IGSN is arguably the most widely used and persistent system, with 23 members on 5 continents (North America, Europe, Australia, Asia, Africa). Five active Allocating Agents have to this date registered >6.5 million samples for their users, which span a broad community of institutional and agency sample repositories, museums, and individual researchers. IGSN uses the Handle service for resolution, and is now broadening beyond its original scope that focused on the geoscience community. Other schemes have been started for identifiers for physical samples. For example, the Life Science Identifier (LSID) was used for specimens alongside other concepts from around 2004, but has fallen into disuse largely due to the absence of a reliable resolution service.
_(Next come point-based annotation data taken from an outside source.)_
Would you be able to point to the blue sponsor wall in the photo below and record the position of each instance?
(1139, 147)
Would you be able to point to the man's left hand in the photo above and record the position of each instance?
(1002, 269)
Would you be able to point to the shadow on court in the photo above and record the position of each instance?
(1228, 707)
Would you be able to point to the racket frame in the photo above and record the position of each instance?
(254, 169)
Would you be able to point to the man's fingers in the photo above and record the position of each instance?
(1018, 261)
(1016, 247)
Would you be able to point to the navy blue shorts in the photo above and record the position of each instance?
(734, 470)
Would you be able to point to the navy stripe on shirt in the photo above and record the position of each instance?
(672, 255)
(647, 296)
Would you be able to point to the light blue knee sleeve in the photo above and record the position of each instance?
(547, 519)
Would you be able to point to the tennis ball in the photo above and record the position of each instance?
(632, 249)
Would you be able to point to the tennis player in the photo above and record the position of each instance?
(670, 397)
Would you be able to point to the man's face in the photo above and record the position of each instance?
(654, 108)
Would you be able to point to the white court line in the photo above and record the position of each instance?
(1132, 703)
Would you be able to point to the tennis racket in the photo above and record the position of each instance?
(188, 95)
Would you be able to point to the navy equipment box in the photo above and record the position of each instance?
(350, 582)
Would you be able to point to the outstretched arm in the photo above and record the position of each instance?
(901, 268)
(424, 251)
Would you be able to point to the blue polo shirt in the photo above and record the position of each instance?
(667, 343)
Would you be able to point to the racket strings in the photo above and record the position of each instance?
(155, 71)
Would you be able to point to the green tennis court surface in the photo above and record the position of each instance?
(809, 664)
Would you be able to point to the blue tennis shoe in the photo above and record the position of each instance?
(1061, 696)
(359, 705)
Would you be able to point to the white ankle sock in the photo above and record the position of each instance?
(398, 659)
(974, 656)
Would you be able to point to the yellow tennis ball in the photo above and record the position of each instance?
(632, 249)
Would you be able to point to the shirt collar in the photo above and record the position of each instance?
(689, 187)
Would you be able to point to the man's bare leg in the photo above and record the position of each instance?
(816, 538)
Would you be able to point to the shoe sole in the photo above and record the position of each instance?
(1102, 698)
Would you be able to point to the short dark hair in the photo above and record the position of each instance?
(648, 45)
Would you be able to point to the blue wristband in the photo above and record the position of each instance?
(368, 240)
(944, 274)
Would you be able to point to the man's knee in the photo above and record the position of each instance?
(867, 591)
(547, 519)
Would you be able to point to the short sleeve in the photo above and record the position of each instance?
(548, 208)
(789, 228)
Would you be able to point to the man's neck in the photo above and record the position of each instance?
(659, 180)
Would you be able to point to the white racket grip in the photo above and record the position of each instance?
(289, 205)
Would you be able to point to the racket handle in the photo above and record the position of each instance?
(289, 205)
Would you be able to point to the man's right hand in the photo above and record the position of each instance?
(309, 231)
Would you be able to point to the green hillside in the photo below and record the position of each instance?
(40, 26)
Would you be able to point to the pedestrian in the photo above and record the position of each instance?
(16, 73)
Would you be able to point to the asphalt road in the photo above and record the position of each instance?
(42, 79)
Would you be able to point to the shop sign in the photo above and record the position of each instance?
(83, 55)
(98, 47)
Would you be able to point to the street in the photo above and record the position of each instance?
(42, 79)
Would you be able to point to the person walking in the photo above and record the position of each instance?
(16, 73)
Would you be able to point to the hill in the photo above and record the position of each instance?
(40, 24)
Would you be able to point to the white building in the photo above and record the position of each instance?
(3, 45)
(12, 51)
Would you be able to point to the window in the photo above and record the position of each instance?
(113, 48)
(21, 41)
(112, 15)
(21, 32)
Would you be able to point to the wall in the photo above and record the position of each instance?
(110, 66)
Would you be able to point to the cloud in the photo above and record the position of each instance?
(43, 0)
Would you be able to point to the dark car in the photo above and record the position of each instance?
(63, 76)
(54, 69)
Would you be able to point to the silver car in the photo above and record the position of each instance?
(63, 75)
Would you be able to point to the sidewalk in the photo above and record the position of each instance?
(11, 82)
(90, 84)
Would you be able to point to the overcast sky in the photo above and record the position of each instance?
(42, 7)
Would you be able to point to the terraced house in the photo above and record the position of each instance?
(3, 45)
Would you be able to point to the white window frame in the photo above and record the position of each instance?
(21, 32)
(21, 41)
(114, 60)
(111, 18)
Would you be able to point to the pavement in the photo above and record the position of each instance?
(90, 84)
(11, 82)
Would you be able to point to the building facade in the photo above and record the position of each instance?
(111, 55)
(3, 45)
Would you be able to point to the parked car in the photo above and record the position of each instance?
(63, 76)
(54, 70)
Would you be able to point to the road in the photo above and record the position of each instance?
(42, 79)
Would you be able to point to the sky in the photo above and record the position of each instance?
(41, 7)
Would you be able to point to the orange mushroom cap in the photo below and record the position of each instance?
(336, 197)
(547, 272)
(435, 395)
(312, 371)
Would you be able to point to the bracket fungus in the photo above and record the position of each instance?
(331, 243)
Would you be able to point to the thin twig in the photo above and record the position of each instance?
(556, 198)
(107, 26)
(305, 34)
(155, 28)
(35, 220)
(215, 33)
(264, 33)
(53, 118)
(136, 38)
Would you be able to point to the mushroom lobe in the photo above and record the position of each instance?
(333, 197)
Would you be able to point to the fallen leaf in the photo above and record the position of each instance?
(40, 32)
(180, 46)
These examples highlight some fundamental questions about how identifiers for physical samples relate to other successful persistent identifier systems in use in the scholarly community, such as DOI, DataCite, ORCID. 

The Goals of the workshop are to: 

  • Bring together international leaders of this type of work across multiple scientific domains and enable them to develop approaches to global coordination and governance for the rapidly expanding field of persistent identifiers for physical samples; 
  • Ensure harmonisation of PIDs for physical samples with known identifier infrastructures such as handle, DataCite, EPIC, and URI; 
  • Investigate development, implementation, and adoption of a common core metadata scheme for samples applicable for all domains; and
  • Have an agreed position on PIDs for physical samples to take forward to the Plenary Breakout for the Physical Samples Group at RDA P11.

The format of the workshop will include both:

  • Short presentations from research networks (Science drivers), the PID infrastructures that each are trying to leverage, and the repositories that both curate and archive the samples and will be key in the implementation of PIDs (no more than 20% of workshop)

  • Extensive plenary and breakout discussions that aim to:

    • build consensus on requirements for PIDs for physical samples across domains

    • agree on a pathway towards a taxonomy of sample types across domains.

    • agree on a pathway to build consensus on minimum metadata required for a physical sample regardless of domain (Common Core Sample Metadata) and how to govern extensions to core descriptive metadata that are specific to a sample type.

 

Target Audience

Senior people involved in:

  1. Development of identifiers for physical samples in specific communities (e.g., biodiversity, geosciences, hydro, environment, archaeology, etc.).
  2. Formalization of identifiers systems such as IGSN, DataCite, etc.

 

Related RDA P11 Session:  Identifiers for Physical Samples: What systems are out there? How do they connect with each other & to other identifer systems?